Я проводил время, мурлыча отрывки каких-то песенок, не в силах даже точно вспомнить их мотив или название. С тоскливым недоумением вынимал я из книжного шкафа старинный «Des Knaben Wunderhorn» – «Волшебный рог мальчика» – и штудировал его, как дряхлый маньяк-эрудит, в поисках всех этих неизвестно откуда взявшихся мелодий. Несчастье родственно желанию – по крайней мере, высшая степень депрессии сопровождается нечувствительностью к боли, сравнимой лишь с той необыкновенной анестезией, которую доставляет близящееся наслаждение. Подобное безразличие ко всему на свете – к природе, времени и живым существам – являет собой, в некотором смысле, пример несокрушимого, завидного здоровья. Как и Сенесе в Шату после ухода Изабель, я трудился без передышки. При этом у меня был полный разброд в мыслях. В памяти то и дело упрямо всплывали, не давая покоя, обрывки каких-то нелепых, дурацких сцен – из детской жизни, из общения с мадемуазель Обье или с фройляйн Юттой, или более рискованных, более бесстыдных – с Хильтруд, с Изабель, с Гудрун. Я подстегивал себя как мог. Мне хотелось, чтобы кто-нибудь заставил меня встряхнуться, принудил к выполнению обязанностей. Бах, например, пешком добирался в Любек, чтобы послушать Букстехуде.

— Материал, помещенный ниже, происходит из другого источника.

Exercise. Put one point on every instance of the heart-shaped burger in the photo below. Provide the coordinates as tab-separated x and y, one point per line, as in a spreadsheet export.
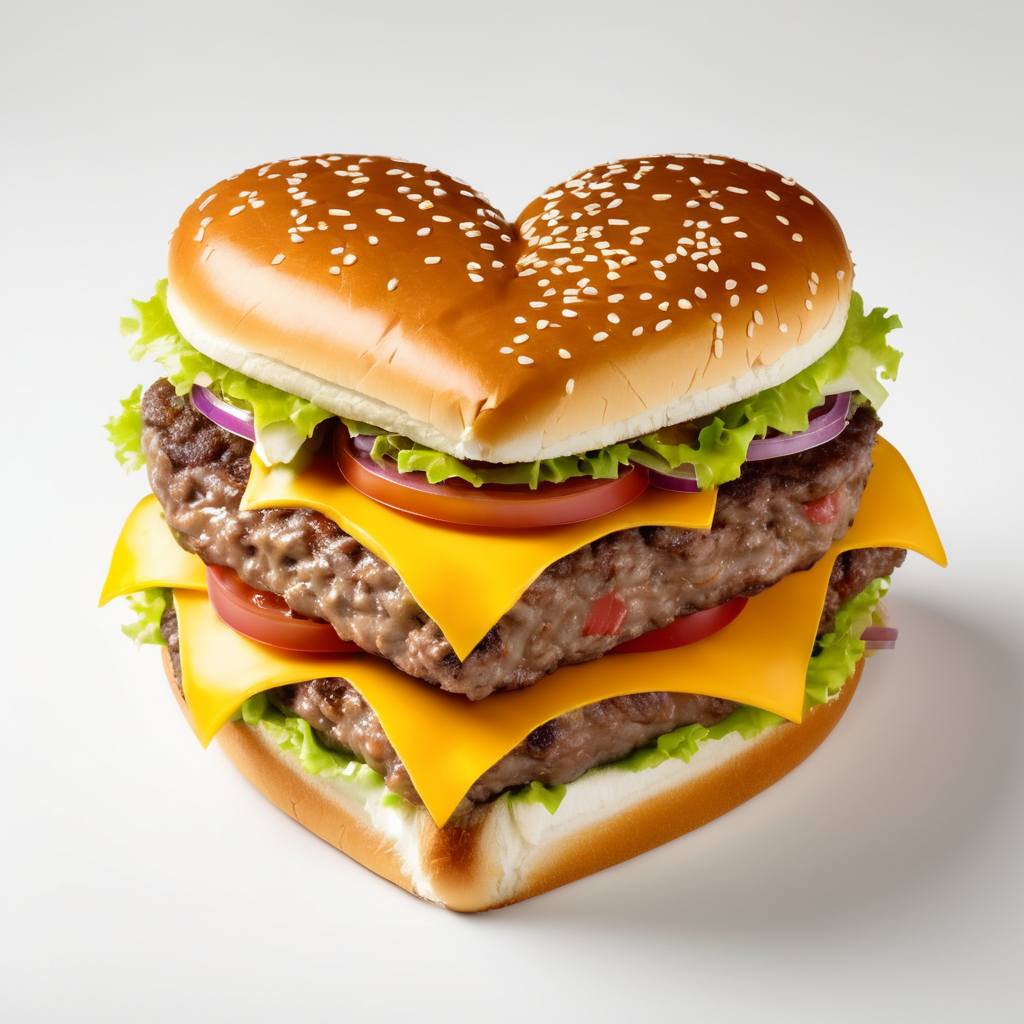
635	295
395	423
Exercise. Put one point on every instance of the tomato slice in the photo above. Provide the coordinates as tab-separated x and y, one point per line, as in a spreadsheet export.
266	617
501	506
685	630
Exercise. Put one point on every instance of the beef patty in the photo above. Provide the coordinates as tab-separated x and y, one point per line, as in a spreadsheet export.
559	751
761	534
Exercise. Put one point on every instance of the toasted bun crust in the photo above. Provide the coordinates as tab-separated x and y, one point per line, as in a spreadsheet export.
636	294
507	853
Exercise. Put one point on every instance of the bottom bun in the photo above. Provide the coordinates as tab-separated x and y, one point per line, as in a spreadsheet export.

Бог, говорится в Библии, живет не в завываниях урагана, не в землетрясении, не в буйном пламени, но в легком ветерке – в шелесте легкого бриза, предвестника конца света. Периоды безумной тоски, которая захлестывала меня все чаще и чаще, с которой я почти свыкся, почти сдружился, сделали меня знатоком того бриза, в котором обитает Бог. Этот ветерок и впрямь страшнее, нежели гром, или трясение земли, или вселенский пожар, коему он предшествует; хорошо еще, если сумеешь растолковать это знамение. Зловещая тоска летит к тебе на крыльях голубки, вздымая ветерок – о, почти незаметный, но равный по силе ледяному смерчу, способному разорить и изничтожить самый дивный, самый прекрасный, самый теплый край. Это он слабо колышет листья акаций на кладбище Бергхейма. И наверное, это он шелестел в ветвях, когда мои сестры привезли из Парижа на бергхеймское кладбище тело мамы, ибо мой отец взял с них клятву, что они сделают все возможное, чтобы она покоилась в фамильном склепе. И это он будит все силы мрака, все смерчи и ураганы, не выдавая себя ни единым дуновением. Он всемогущ, но невидим. Он не смог бы качнуть даже головку седого одуванчика. В комнате, где я ютился подобно паразиту, подобно серой кукушке в гнезде воробья, вдруг возникает порыв ветра – такой бывает перед грозой, когда листья, вздрогнув, снова замирают в тяжком, невыносимом ожидании. Это смерть. Это неощутимый удар ветра в сердце, или в затылок, или в самое средоточие взгляда; он поднимает мертвую зыбь, он пронизывает всю нашу душу, все органы нашей души предчувствием катастрофы, страхом перед неизбежной катастрофой, мрачной уверенностью в неизбежной катастрофе, или знаменует ее собой, или возвещает ее приход, тогда как легкий тюль между портьерами даже не всколыхнется от его дуновения.